Я обернулся и увидал Таню. Она терзала полотенце.
И тут у него начался приступ стенокардии.
Сестра подошла и сделала укол.
А мы вышли на кухню.
— Что? — только и спросила Таня.
Черт бы побрал такие вопросы, на которые заранее известен ответ, черт бы побрал залатанные души и крики в глазах, черт бы побрал этот мир, в котором ты должен отвечать женщине.
Но я ответил и тут же пожалел, как жалел уже не раз в просторном вестибюле, где пахнет кухней и где тебя перехватывают взволнованные родственники, или в тесной ординаторской, когда там никого нет, или в кабинете главврача, куда ты их заводишь в надежде, что это не выбьет тебя из колеи на остаток дня. Но, как правило, это выбивает, почти всегда.
— Думаю, вопрос суток, — ответил я.
— Вот как... — произнесла она растерянно и с натугой внутри себя. — Значит, в больнице не ошиблись... не ошиблись... — дважды повторила она тихо, так что услышать мог только я, — и надежды нет...
Надежда в данном случае была элементом чисто философским и имела к нам косвенное отношение, даже если бы мы хотели, чтобы это было не так.
— Нет, — подтвердил я, — не ошиблись.
Просто я знал, как это делается. Любой завотделением постарается избавиться от "безнадежного", чтобы избежать возможных и невозможных неприятностей.
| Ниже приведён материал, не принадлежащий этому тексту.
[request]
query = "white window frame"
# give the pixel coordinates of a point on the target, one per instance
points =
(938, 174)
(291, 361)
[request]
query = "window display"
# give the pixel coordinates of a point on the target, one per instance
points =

— Только не говори бабуле... — попросила Таня. — Ладно?
И с этого момента я понял, что мы единомышленники, словно ее фраза что-то заронила в меня — на благодатную почву ожидания — и это "что-то" дало первый робкий росток.
Вряд ли это имело какое-то отношение к сексуальности — я не люблю крупных женщин. Наверное, оттого, что сам вечно задеваю макушкой о верхнюю перекладину двери, не люблю и оттого, что стоит только представить их в зрелости — тяжелых и раздобревших, как включается внутренний тормоз.
Но в этой рыжей женщине присутствовало нечто другое, отличное от всех других женщин, которых я знал. И опыта по этой части у меня не было. Я бы назвал это душой. Ибо душа жила в ее лице, а рыжие волосы, такие ровные и густые, что, если отвлечься от реальности, кажутся конской гривой, глаза за стеклами очков, зеленые и страдающие, рот с тонкими неяркими губами, веснушки вокруг — все это было лишь внешней оболочкой, картиной, в которую вложено главное — одухотворенность. И неважно, так ли уж прекрасна внешне сама картина, ибо в ней — божественная суть.